A. C.-S. - Cela ne change pas grand-chose concernant l'existence ou l'inexistence de Dieu...
J. S. - Mais la physique quantique ne prouve en rien l'existence de Dieu. Elle élargit le « champ des possibles ». La physique démontre l'existence d'un niveau de réalité dont on ne peut rien préjuger. Rien de cet autre niveau de réalité ne nous amène à l'idée qu'il existe un Dieu plein d'amour pour nous. Mais l'existence de cet autre niveau de réalité, avec lequel l'homme peut sans doute être en contact, rappelle les intuitions majeures de toutes les grandes religions - y compris les religions sans dieu comme le bouddhisme ou le taoïsme - fondées sur deux principes : l'existence, précisément, d'un autre niveau de réalité et la possibilité d'un lien entre l'esprit humain et cette autre instance.
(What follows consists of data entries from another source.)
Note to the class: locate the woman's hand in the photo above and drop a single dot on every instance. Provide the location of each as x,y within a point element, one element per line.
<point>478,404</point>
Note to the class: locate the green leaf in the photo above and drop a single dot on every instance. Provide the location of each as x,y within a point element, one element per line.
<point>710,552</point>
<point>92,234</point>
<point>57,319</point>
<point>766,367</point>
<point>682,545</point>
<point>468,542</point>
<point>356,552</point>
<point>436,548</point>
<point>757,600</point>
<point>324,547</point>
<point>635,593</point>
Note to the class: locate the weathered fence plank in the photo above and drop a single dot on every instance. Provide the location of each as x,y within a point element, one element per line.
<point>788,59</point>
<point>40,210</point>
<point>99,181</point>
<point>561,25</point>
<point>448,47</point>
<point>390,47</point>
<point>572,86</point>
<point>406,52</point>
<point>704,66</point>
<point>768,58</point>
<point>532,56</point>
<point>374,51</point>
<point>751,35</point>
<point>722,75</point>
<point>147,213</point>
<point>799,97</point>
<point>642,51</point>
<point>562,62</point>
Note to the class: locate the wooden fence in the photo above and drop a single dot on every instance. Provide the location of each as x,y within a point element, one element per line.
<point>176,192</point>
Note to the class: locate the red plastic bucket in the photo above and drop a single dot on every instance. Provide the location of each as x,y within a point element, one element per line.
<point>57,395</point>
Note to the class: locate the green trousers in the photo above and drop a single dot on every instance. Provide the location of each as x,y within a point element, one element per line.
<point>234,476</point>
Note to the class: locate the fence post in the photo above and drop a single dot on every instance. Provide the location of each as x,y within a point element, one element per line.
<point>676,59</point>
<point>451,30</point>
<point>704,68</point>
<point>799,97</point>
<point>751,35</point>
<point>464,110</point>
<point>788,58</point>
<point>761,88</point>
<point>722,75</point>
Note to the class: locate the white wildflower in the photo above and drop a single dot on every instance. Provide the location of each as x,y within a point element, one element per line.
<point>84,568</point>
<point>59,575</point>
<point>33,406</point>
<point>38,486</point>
Ces principes deviennent beaucoup plus crédibles qu'ils ne l'étaient avant les découvertes de la mécanique quantique, mais aussi de l'astrophysique et de la neurologie, et, cela, c'est réellement nouveau. Or, vous affirmez, André Comte-Sponville, que « toutes les religions sont immanentes, qu'elles procèdent de nous ». Qu'en savez-vous ? Dans un monde « ouvert », on ne peut pas faire une telle affirmation a priori, pas plus qu'il n'est permis de s'appuyer sur votre théorie du primat de la matière qui constitue pour vous la « réalité ». Contrairement à ce que vous dites, il semble bien que ce ne soit pas seulement la connaissance que nous avons des fondements de la réalité mais ces fondements eux-mêmes qui sont plus proches d'une équation que d'une chose. Si cela est vrai, et si, en plus, notre monde n'est pas « autosuffisant », ne peut exister par lui-même, et qu'il faut, pour l'expliquer, un autre niveau de réalité auquel l'esprit humain serait relié, cela déstabilise fortement le matérialisme sous sa forme classique. Naturellement, je ne présume aucunement de la nature de cet autre niveau de réalité. Je ne dis pas qu'il est habité par un Dieu bon, accessible à nos prières et soucieux de notre bonheur. Mais ce concept n'est plus a priori absurde.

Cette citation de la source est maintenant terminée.